People should see themselves in all types of media, Patel says, noting that some mental health commercials, for example, should have a picture of a mum running around with her kids rather than staring sadly out a window.
Unrealistic beauty standards also come into play here. Cook adds that additional media-related issues revolve around unrealistic images: “Can we just stop airbrushing models? They’re not going to stop, I get it, but all of that impacts mental health.”
Consumers can support companies that have pledged to stop airbrushing models and can also evaluate their own social media feeds to promote increased exposure to real bodies.
Following influencers who look like you can help rewire your brain to see your body for what it is – normal – and decrease the pressure to conform to something unhealthy.

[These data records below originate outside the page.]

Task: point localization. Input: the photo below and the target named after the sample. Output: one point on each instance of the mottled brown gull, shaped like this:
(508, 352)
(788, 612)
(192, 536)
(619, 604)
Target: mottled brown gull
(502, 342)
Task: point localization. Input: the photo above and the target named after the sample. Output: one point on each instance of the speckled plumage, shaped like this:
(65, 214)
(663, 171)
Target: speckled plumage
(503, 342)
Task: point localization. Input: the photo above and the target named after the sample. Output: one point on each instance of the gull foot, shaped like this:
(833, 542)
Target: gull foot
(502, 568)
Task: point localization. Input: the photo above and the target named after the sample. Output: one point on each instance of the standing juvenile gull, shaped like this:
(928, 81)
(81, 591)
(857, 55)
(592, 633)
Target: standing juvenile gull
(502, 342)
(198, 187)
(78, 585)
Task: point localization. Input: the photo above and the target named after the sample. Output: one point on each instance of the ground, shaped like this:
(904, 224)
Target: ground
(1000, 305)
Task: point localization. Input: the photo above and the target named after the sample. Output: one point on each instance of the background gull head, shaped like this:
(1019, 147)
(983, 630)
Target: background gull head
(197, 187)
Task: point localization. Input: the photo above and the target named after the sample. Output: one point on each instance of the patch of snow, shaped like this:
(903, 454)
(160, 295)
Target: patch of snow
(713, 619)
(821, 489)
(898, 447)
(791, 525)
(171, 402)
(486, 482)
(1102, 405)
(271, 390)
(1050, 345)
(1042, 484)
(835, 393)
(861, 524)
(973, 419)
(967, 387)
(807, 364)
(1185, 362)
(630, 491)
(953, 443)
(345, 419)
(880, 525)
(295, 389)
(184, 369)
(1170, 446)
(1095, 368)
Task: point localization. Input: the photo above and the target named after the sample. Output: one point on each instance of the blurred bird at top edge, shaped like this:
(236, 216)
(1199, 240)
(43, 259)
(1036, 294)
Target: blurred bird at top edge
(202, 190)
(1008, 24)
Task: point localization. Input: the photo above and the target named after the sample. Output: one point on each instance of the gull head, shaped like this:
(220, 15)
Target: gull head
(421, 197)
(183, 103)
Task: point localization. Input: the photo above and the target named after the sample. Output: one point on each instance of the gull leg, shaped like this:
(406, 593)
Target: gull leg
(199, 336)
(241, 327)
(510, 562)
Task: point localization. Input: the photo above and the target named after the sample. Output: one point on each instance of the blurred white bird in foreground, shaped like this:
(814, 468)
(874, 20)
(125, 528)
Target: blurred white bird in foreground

Maternity leave and better childcare options
The pandemic has revealed the plight of the lose-lose situation that parents, especially mothers, face on a daily basis. Part of the solution to relieving parents’ mental health struggles, Cook says, is a minimum of one year of maternity leave (in the US, there is no mandate to offer paid leave) along with increased childcare options. She proposes placing them in or close to businesses where parents work.
“Parents need the bond and it’s important for children to feel connected. And when the day care is close to where an individual works, they can on a break go and say hi, have access to their child, [check on] a runny nose… have lunch together,” she says. This would eliminate the issue of parents being “forced to go back to work before they’re ready” or thrusting a child into a day care environment too early.
Additional day care reform ideas have included placing them in senior citizen centres for the emotional benefits to both the youngest and oldest Americans and federally funded health care to relieve financial burdens.
Tackling systemic inequalities in housing, health care, food access and more
Though people with mental health challenges might work hard to prevent and improve their conditions to the best of their abilities, systemic inequalities can make that difficult and even impossible.
Decreased access to housing, healthcare, food and more, greatly inhibits people’s ability to address or improve their mental health.
This certainly includes access to treatment, like therapy. Cook says there’s a need for government-funded mental health facilities run by universities and research centres. Providing an accessible and reputable source for help can assist people in getting the care they really need.
Platitudes about taking care of yourself and prioritising your mind only go so far. We need real change – and access – to make a shift in people’s mental health right now.